Enabling Connectomics with Multi-beam Scanning Electron Microscopy

Recent years have witnessed major progress in three-dimensional (3D) microscopy techniques for the life sciences as well as materials research. In particular, scanning electron microscopy (SEM) offers new insights into the 3D organization of cells and tissues by volume imaging methods, such as array tomography, serial block-face imaging or focused ion beam FIB-SEM tomography. Recently, a novel multi-beam SEM technology for imaging of large sample areas has been developed by ZEISS. The MultiSEM family features 61 or even 91 electron beams scanning in parallel, resulting in an imaging speed of up to 1820 megapixels per second. At this rate the MultiSEM family currently provides the fastest scanning electron microscopes in the world. Complemented by the advent of automated sample preparation robots, the promise of mapping larger (1 mm³) tissue volumes at high-resolution is now within reach.

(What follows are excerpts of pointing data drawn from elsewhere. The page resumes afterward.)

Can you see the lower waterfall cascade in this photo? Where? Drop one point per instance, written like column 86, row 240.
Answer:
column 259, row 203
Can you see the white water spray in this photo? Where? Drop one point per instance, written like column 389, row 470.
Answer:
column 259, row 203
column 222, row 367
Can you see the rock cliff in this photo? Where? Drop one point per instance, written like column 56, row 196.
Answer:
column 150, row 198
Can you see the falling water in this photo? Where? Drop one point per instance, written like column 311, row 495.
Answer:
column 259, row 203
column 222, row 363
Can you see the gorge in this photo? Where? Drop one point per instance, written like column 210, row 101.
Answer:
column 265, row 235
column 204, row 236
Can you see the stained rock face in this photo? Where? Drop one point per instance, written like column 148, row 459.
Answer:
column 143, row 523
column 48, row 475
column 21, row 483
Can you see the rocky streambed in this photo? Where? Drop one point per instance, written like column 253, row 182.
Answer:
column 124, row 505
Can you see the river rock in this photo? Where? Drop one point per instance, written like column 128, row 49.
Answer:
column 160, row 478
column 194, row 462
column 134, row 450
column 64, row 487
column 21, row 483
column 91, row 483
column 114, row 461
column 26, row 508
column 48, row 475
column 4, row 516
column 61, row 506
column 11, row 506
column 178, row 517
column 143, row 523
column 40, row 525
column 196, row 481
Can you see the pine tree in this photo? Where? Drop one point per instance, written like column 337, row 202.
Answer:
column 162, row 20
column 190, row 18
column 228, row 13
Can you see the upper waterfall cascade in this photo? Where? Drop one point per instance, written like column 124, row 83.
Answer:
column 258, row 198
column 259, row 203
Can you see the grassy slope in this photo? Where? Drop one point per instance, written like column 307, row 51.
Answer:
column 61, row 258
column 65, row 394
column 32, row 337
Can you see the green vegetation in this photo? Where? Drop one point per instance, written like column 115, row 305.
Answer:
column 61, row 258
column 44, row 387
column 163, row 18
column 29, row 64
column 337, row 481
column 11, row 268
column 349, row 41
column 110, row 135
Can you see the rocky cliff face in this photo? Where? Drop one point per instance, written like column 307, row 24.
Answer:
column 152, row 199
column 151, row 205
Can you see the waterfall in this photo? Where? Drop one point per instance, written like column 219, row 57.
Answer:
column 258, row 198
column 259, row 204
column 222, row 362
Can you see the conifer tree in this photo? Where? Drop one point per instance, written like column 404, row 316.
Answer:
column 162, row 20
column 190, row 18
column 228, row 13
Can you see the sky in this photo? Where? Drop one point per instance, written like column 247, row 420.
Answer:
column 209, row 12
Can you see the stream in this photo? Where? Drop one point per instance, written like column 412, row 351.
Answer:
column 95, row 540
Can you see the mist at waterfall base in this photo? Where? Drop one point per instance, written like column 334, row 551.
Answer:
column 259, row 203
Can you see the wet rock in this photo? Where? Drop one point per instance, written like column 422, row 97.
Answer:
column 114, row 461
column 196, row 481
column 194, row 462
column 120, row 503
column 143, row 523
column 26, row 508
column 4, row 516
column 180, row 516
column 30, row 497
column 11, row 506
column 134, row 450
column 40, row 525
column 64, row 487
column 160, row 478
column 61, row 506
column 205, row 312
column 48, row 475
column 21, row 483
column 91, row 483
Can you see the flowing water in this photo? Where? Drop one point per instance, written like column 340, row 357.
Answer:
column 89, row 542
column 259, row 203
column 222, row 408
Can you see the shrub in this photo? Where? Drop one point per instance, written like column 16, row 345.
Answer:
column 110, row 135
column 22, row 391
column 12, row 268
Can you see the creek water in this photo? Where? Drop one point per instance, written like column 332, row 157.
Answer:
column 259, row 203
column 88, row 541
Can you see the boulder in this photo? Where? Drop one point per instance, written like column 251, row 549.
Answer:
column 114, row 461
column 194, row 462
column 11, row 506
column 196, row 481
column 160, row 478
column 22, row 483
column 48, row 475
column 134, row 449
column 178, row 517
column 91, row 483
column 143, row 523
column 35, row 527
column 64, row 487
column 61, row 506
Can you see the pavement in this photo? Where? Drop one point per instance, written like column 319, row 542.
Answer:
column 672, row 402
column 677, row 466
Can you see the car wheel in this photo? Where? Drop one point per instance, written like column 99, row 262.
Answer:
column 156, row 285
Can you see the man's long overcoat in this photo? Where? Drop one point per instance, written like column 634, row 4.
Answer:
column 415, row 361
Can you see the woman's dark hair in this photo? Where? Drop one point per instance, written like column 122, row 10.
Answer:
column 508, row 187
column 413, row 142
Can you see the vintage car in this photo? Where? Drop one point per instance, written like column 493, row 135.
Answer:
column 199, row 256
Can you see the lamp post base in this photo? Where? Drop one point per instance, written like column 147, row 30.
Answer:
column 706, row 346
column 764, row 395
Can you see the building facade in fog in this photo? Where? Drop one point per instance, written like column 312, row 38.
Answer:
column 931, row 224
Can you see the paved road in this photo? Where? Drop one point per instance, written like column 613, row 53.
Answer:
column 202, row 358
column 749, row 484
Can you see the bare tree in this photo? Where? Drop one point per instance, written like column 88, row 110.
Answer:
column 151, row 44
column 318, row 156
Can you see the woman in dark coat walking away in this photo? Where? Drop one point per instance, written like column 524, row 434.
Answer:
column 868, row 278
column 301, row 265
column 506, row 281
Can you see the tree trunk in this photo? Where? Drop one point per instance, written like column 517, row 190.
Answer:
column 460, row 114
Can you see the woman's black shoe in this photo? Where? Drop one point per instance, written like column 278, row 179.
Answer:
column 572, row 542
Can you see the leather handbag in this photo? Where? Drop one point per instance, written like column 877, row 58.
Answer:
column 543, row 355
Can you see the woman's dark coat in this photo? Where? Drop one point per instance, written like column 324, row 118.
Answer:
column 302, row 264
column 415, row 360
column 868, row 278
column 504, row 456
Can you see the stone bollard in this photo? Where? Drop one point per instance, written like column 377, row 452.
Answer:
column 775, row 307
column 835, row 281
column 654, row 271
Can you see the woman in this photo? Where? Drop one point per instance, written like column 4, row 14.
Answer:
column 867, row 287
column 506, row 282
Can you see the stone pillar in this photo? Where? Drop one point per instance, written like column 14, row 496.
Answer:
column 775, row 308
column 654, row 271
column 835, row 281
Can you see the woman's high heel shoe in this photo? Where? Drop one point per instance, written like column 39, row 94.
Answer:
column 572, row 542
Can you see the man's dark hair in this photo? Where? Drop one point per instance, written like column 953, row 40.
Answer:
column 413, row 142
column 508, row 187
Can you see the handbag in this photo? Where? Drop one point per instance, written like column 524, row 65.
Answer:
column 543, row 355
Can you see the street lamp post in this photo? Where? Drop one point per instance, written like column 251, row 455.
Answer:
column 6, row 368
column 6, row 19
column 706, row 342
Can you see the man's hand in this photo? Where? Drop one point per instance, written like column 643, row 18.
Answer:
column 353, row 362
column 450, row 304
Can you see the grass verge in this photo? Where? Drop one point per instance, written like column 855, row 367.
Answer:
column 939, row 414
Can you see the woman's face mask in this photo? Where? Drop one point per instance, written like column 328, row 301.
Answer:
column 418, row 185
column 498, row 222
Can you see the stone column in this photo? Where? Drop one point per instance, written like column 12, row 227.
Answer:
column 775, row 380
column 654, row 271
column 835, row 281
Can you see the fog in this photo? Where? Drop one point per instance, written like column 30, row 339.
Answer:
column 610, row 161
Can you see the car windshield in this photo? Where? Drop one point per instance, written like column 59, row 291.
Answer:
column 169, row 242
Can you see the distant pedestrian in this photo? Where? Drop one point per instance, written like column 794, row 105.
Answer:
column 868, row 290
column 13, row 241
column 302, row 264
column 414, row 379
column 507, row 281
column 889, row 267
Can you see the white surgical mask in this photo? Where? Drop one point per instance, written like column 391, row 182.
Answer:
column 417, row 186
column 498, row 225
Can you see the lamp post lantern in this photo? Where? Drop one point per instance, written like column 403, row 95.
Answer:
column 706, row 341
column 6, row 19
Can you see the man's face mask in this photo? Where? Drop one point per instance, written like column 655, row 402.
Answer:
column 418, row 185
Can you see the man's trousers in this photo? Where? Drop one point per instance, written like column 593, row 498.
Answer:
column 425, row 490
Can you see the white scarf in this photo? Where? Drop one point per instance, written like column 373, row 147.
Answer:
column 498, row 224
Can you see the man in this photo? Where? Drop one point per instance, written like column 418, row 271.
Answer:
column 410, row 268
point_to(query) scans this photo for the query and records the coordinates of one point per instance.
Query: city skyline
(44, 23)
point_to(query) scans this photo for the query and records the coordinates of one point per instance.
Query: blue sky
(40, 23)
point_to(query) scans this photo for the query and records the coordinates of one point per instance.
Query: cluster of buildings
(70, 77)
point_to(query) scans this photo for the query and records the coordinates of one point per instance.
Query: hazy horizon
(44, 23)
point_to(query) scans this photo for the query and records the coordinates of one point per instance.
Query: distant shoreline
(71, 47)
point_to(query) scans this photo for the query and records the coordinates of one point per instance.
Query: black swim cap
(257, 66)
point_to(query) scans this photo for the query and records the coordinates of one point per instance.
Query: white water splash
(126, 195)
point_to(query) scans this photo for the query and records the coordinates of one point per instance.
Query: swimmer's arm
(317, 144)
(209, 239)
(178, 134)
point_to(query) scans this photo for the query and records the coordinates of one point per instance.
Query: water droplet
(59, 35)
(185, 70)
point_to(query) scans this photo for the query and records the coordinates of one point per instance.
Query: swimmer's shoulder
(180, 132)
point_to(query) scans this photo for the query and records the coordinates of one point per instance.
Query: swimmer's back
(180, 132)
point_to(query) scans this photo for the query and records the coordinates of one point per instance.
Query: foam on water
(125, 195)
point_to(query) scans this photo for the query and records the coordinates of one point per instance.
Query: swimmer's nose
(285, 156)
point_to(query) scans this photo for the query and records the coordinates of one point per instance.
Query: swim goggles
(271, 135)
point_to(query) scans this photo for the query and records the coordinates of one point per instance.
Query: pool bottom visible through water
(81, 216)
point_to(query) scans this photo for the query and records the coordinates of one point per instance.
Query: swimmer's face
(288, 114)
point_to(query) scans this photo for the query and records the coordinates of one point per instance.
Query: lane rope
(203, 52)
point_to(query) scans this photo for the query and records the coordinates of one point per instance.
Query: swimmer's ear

This finally strengthens a new field within the Neurosciences, namely Connectomics, where complex synaptic networks assembled by billions of neurons are studied. Structural analysis is done by first slicing neural tissue followed by imaging the sections using a scanning electron microscope. After merging all section images into a 3D volume the fine structure of neurons can be segmented and visualized. The result is a detailed 3D map of the connectivity of the brain: the Connectome.

This talk will outline some of the challenges in Connectomics and explain recent technological developments. Focus will be given to ZEISS solutions for array tomography and high-throughput electron microscopes such as the ZEISS MultiSEM.